SW level is L3.06 in case anyone cares.
Receiver is on a good quality TrippLite UPS. It's out in the open sitting on a shelf. Ambient room temp is 78 degrees.:nono2:


----------



## Jason Nipp (Jun 10, 2004)

Cap'n Preshoot;1673786 said:


> EDIT: Well I see it picked up L306 during the reboot. Hmmm... I thought that was supposed to occur overnight without disrupting prime time viewing.


NOt necessarily, the overnight update is for guide updates.

Firmware updates can occur anytime your receiver powers down.


----------



## Cap'n Preshoot (Jul 16, 2006)

This is really getting old.

Yesterday evening while watching the opening ceremonies of the olympics, a commercial came on and my wife pressed the 'guide' button just to see what else was on. As soon as she brought up the guide screen the little viewing window (PIP-like thing) froze and of course the guide froze. Then a popup saying it was downloading or updating the guide and this would take approx 5 minutes.

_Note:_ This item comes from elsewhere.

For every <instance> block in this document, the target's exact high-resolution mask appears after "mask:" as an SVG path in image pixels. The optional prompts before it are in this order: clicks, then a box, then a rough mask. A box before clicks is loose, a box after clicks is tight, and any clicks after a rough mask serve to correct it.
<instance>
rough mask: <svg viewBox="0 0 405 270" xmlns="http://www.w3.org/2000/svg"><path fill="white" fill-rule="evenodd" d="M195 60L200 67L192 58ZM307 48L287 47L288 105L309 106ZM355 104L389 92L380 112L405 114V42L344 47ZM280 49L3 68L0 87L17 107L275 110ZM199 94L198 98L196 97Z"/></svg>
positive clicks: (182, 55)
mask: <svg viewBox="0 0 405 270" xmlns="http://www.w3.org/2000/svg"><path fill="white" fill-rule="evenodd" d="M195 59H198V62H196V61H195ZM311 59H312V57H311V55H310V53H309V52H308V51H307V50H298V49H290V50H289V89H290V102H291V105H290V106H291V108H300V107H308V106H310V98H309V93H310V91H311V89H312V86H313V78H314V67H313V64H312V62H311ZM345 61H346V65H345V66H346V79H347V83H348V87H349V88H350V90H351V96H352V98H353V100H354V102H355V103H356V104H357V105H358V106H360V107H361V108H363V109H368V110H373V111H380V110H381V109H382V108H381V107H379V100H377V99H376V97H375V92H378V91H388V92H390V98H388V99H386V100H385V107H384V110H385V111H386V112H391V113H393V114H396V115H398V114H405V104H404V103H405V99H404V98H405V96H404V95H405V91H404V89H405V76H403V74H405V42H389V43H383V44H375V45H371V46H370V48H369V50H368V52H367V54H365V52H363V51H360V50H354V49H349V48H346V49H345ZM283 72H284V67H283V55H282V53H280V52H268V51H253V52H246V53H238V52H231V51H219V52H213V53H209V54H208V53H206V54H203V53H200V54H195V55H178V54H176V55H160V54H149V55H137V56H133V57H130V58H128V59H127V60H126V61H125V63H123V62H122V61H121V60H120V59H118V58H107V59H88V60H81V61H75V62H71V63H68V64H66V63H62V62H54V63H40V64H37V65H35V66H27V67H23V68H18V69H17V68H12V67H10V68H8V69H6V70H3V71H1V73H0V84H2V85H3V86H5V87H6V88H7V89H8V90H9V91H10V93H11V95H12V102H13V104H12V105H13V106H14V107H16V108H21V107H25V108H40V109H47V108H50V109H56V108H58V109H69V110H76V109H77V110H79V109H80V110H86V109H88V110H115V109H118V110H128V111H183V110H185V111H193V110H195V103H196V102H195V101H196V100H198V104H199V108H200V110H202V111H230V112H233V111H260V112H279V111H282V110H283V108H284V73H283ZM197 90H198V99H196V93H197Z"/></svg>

Right in the middle of watching prime-time TV??????????????? What a piece of crap!

And so we waited... and waited... after a couple of minutes the usual green progress bar had not moved and you couldn't exit-out. Indeed the system was frozen.

And so *ONCE AGAIN* I had to reboot the %@#$* thing. Gosh, we made it 10 whole days since our last "forced" reboot. Anyway, upon checking I saw that L307 had now been loaded.


----------



## davemanfl (May 8, 2005)

1 722 Backfeed via coax to my other 2 bedrooms only for DVR purposes. And 2 211s in each bedroom. All is good as OP said cant stand the FAN noise of a DVR


----------